Relatif naiknya proyeksi pertumbuhan pada tahun depan karena output ekonomi yang sudah terkontraksi pada 2020, sehingga perhitungan statistik pasti terjadi peningkatan output meskipun kecil, tetapi persentasenya naik signifikan. Dia memperkirakan pertumbuhan ekonomi tahun ini sekitar minus 2 persen.
Belum Ada Sinyal
Pakar ekonomi dari Universitas Surabaya (Ubaya), Bambang Budiarto, yang dikonfirmasi secara terpisah, mengatakan pemerintah sangat kesulitan untuk mencapai pertumbuhan hingga 4,5 persen pada tahun depan. Dengan melihat pencapaian pada kuartal I-2020 yang jauh dari harapan. Selain itu, belum ada tanda perekonomian belum bisa segera pulih dari krisis akibat pandemi Covid-19.
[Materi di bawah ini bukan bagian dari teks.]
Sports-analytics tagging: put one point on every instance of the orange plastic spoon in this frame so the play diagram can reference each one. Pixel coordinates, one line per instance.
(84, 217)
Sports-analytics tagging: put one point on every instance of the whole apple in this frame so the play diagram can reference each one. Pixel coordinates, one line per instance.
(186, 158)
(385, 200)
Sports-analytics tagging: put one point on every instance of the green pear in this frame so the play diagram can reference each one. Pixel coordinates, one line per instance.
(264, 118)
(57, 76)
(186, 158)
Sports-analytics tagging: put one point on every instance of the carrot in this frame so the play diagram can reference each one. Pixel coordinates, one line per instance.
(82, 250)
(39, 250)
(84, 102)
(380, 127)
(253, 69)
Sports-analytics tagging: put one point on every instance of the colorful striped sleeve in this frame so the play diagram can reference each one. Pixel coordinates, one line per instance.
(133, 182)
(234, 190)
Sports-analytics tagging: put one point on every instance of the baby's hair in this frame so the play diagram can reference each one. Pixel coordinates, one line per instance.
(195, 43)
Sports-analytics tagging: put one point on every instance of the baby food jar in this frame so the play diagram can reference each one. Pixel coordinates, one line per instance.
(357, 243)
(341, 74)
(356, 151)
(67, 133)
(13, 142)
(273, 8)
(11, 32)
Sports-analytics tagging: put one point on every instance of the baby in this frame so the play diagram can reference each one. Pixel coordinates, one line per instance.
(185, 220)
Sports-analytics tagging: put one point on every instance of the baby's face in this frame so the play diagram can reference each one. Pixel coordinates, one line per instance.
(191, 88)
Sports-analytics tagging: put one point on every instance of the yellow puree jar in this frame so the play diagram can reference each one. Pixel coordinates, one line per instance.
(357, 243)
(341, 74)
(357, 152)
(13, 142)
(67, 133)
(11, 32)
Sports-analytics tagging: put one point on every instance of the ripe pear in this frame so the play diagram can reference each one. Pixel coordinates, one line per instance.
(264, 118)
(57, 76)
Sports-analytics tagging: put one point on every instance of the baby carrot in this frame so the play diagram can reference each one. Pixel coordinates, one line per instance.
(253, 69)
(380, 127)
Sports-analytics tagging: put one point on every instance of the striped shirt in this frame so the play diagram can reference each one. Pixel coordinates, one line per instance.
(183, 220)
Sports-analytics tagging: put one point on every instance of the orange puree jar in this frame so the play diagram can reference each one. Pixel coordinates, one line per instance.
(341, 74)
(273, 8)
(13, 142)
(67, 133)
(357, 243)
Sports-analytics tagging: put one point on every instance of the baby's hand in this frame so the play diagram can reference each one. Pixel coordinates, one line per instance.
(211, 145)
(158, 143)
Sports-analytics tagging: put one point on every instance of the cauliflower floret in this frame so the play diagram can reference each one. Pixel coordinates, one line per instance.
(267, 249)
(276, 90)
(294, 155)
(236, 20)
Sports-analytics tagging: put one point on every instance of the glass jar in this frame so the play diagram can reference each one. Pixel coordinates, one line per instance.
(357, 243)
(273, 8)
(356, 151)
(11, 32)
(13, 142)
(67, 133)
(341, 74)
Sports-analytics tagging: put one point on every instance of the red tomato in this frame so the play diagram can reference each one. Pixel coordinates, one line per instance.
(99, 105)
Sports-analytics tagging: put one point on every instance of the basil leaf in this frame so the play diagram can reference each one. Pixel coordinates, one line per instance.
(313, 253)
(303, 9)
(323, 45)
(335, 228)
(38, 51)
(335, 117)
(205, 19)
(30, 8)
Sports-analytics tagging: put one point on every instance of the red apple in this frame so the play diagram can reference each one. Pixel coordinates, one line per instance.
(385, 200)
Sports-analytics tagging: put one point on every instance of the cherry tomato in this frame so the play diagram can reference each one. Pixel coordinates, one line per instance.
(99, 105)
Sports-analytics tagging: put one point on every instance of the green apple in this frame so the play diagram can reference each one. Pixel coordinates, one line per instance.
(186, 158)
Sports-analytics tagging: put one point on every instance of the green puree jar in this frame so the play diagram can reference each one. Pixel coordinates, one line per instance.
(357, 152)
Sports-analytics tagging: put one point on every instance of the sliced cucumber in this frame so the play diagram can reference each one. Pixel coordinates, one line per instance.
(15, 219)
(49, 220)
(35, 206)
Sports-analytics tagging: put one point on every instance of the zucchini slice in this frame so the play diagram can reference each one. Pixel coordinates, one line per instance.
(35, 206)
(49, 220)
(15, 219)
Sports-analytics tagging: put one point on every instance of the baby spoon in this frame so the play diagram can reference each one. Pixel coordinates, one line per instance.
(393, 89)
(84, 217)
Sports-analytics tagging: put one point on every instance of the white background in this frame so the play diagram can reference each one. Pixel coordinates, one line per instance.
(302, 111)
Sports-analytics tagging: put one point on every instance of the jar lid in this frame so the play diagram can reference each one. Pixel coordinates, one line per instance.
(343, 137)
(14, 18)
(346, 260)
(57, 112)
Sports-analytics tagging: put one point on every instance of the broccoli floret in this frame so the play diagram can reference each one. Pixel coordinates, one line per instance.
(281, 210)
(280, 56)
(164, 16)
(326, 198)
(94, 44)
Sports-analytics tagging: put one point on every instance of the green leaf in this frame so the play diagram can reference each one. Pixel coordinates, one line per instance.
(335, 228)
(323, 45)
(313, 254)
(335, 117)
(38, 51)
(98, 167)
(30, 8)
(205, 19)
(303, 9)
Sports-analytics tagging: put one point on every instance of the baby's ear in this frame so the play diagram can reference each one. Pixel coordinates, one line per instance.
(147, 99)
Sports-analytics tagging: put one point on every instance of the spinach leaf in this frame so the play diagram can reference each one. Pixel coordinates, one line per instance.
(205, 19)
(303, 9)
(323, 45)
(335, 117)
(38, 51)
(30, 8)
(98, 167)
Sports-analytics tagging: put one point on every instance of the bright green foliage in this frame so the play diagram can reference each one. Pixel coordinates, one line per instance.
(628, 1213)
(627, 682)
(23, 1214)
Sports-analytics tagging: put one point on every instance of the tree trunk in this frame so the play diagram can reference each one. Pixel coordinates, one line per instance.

“Lebih tepatnya, lupakanlah target 4,5–5 persen, karena bisa positif saja itu sudah bagus. Ini adalah fakta yang tidak bisa dipungkiri, sebab dengan perolehan kuartal 1 yang hanya 2,97 persen dari target 4,5 persen sesungguhnya ini sudah merupakan noda hitam catatan pertumbuhan dalam 15 tahun terakhir,” kata Bambang.
Belum lagi prediksi banyak pihak bahwa kuartal II pun akan ter-kontraksi sampai 5,1 persen. Dengan history data seperti itu, untuk masuk ke kuartal III dengan pandemi Covid-19 yang belum berakhir tentu tidak mudah untuk membalikkan situasi demikian.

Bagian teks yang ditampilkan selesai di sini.